I would say that there is a common misapprehension between the concepts free will and choice. The ability to choose is determined by our experiences – when and where we were born, the culture we grew up in, our parents, DNA, hormones, brain networking's and so on. Any choice is bound by these circumstances and is purely dependent on the limited information our brain hold. Conversely, free will would necessitate some entity or vital source that is independent (free from) of our biological natures and able to effect outcomes. Naturally, no such entity has ever been found – only believed or assumed.
Posted by: Ron E. | December 12, 2022 at 07:43 AM
Free Will would imply that the individual can make a choice and perform an action without factors involving environment, circumstance, conditioning, the autonomic nervous system, other individuals' actions and the winds of change.
Life presents endless possibilities but it is the one you choose that will define the quality of your mind state in now-ness.
We all have the Freedom to Choose and make Choices …………………
Anything (physical, emotional, psychological, or any combination thereof) is possible but not all things are plausible.
Although, free will has been debunked within a neurological context, there still exists conscious choice and it is that conscious choice that will define the experience of your mind state that will affect what you think, say and do next.

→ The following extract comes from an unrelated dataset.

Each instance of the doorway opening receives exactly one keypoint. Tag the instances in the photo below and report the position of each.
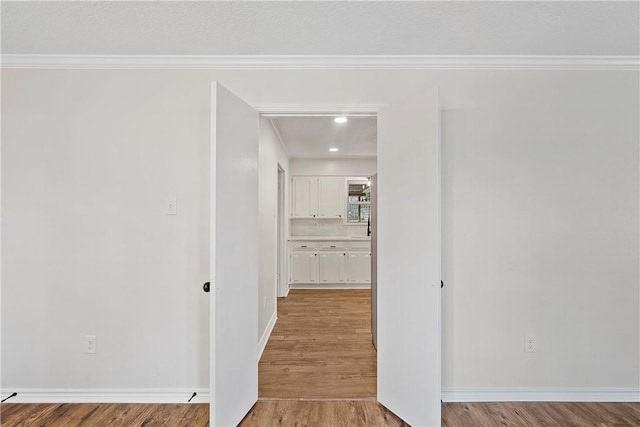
(322, 346)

But conscious choice can only happen when you are paying attention and are aware and not simply reacting to sensory data input on the basis of conditioned habitual patterns, or in other words, living on auto-pilot.
Conscious awareness is the key to the alleviation or the eradication of the worrying mind.

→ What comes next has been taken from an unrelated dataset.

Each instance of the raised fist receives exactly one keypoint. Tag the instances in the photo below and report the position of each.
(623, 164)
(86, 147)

Every human experience brings with it two choices. You can react in an unhelpful way and the mind will worry, or you can respond in a helpful way and the mind will be at peace with itself, others and the world around it.
If you think, speak and act on the basis of doing the least amount of physical, emotional or psychological harm to yourself, others and the world around you, the mind will not worry.

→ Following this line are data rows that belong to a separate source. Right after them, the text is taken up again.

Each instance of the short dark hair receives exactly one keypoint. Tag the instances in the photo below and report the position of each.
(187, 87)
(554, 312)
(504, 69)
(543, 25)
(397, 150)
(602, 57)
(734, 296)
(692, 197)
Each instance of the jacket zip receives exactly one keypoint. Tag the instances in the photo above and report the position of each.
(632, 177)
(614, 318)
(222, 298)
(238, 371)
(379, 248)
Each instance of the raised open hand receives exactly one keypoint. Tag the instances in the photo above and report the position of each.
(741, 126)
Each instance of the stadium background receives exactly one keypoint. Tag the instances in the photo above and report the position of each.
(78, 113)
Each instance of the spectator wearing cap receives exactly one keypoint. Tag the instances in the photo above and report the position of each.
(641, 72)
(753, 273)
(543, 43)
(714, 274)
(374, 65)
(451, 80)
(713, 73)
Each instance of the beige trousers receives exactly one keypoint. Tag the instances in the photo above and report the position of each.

If you think, speak and act unkindly, the mind will worry.
There is value in having an Open Mind and engaging in some kind of Critical Thinking.
Posted by: Roger | December 12, 2022 at 09:57 AM
@ Ron E. [ free will would necessitate some entity or vital source that is independent (free from) of our biological natures and able to effect outcomes. Naturally, no such entity has ever been found – only believed or assumed. ]
Thousands of years of mystic practice suggest a different answer is
discoverable within. An answer that isn't merely believed or assumed
either but is knowable/provable by direct perception. Of course, these are
only words... hollow until experienced within. But the method is there. In
the mystic's case, a discipline of mindfulness/devotion to overcome the
distractive thought and imagery of the mind. A hard discipline too... far
more than what the usual hobbyist or religious part-timer will be willing to
invest. But IMO it's the only away to slip out of the smothering grasp of
the mind's dualism to see the truth.